Pero él ni siquiera me miró. Apenas salió del centro de detención, caminó directo hacia el estacionamiento sin desviarse ni un poco.
Me puse nerviosa y me levanté de una vez para seguirlo:
—Mateo... ¡ah!
Había esperado tanto tiempo que mis piernas y pies estaban entumecidos por el frío.
Apenas me puse de pie, un dolor me recorrió los tobillos y las plantas de los pies, haciéndome doblar del dolor.
Por fin, Mateo se detuvo.
Cojeando, me le acerqué.
—Mateo, ven aquí, quiero hablar contigo —le grité.
Él se quedó parado unos segundos y, al final, se dio la vuelta para mirarme.
Su mirada era molesta y distante, como si mirara a una completa desconocida.
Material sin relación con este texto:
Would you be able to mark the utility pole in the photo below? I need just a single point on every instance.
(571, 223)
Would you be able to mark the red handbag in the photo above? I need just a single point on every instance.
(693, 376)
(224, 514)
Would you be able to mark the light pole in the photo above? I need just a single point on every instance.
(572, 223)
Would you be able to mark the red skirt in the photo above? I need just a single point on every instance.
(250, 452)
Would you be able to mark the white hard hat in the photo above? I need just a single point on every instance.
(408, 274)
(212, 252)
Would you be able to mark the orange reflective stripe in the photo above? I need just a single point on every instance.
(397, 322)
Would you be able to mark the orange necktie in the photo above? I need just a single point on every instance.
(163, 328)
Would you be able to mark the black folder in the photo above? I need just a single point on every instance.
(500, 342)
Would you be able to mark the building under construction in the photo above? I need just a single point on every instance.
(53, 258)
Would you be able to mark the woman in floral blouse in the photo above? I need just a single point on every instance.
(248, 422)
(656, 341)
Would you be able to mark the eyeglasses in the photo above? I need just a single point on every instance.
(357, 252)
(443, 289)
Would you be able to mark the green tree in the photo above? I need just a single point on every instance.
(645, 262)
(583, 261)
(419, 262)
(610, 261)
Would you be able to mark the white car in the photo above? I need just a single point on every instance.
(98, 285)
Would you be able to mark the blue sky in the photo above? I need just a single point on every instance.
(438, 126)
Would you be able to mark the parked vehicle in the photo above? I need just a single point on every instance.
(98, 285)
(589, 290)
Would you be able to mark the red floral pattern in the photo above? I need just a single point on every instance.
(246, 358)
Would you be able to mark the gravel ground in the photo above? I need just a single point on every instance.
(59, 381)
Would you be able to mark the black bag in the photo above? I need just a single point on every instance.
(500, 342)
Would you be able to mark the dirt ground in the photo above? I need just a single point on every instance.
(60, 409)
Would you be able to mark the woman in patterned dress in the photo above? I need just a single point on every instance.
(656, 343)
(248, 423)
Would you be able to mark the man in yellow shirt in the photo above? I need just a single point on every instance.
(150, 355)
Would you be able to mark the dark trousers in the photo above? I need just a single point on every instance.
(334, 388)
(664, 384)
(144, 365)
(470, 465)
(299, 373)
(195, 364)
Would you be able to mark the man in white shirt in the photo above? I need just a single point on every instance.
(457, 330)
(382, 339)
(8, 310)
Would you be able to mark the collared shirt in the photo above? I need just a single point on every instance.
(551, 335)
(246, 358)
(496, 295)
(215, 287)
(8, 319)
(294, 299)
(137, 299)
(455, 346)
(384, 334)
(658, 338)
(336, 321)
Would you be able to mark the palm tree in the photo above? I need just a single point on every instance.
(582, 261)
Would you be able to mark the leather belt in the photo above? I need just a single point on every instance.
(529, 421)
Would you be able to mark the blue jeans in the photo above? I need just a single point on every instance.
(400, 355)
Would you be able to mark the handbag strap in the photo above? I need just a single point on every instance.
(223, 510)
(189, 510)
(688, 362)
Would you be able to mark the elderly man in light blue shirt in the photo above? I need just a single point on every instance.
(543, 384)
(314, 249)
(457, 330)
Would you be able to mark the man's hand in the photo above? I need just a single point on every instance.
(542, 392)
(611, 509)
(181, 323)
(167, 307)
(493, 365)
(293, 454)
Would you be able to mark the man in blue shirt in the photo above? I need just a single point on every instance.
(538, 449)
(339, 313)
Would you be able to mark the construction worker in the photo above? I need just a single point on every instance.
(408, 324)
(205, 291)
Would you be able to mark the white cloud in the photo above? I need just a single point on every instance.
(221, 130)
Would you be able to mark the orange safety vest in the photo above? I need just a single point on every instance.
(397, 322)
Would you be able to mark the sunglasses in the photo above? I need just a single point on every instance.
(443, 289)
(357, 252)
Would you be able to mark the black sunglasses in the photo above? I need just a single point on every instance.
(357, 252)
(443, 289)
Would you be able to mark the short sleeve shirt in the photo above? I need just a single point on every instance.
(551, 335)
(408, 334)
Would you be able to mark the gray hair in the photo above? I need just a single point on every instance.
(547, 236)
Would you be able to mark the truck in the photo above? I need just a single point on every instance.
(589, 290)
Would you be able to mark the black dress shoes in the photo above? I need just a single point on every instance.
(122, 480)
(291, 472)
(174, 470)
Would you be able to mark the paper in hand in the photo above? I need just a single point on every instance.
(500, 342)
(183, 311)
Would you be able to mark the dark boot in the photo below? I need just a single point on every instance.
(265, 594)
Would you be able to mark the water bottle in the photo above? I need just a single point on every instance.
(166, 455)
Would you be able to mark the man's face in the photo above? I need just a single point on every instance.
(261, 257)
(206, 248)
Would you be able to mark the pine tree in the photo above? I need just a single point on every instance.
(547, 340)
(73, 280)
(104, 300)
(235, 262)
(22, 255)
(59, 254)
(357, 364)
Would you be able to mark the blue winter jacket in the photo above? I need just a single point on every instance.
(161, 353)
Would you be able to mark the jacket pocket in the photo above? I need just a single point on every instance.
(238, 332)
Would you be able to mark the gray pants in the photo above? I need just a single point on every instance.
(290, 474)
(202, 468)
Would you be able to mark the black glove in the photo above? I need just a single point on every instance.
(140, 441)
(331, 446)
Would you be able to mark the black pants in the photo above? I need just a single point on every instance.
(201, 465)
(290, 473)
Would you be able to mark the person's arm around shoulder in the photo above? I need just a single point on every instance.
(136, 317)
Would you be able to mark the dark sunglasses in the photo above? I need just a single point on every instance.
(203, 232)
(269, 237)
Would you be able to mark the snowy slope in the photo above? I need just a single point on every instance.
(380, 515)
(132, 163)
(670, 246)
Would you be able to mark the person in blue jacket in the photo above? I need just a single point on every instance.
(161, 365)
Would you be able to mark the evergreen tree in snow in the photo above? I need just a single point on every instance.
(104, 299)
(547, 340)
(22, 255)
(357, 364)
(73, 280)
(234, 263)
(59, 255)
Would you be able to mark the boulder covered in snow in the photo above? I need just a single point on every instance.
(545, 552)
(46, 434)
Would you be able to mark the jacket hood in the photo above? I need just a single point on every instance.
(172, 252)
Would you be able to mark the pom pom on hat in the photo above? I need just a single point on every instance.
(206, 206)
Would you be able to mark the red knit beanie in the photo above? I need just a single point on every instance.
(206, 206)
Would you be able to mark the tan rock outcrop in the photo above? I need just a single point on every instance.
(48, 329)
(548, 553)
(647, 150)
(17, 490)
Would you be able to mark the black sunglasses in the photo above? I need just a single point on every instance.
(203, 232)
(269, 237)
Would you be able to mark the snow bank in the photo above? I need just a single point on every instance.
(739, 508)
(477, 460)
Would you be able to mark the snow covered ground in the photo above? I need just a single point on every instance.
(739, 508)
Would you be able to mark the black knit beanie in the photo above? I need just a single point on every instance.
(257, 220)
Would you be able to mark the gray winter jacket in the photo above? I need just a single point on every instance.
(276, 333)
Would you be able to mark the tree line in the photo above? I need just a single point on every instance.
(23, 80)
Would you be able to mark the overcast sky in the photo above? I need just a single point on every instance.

Me preguntó con voz seria:
—¿Qué quieres?
Al escuchar su tono, tuve un dolor en el pecho. Me sentía triste y ofendida.
Me costó mucho llegar frente a él, hasta cojeé.
Mateo bajó la mirada hacia mí. Sus ojos seguían indiferentes, sin rastro de amor.
Inhalé profundo, incómoda, y le pregunté:
—¿De verdad piensas no hablarme nunca más?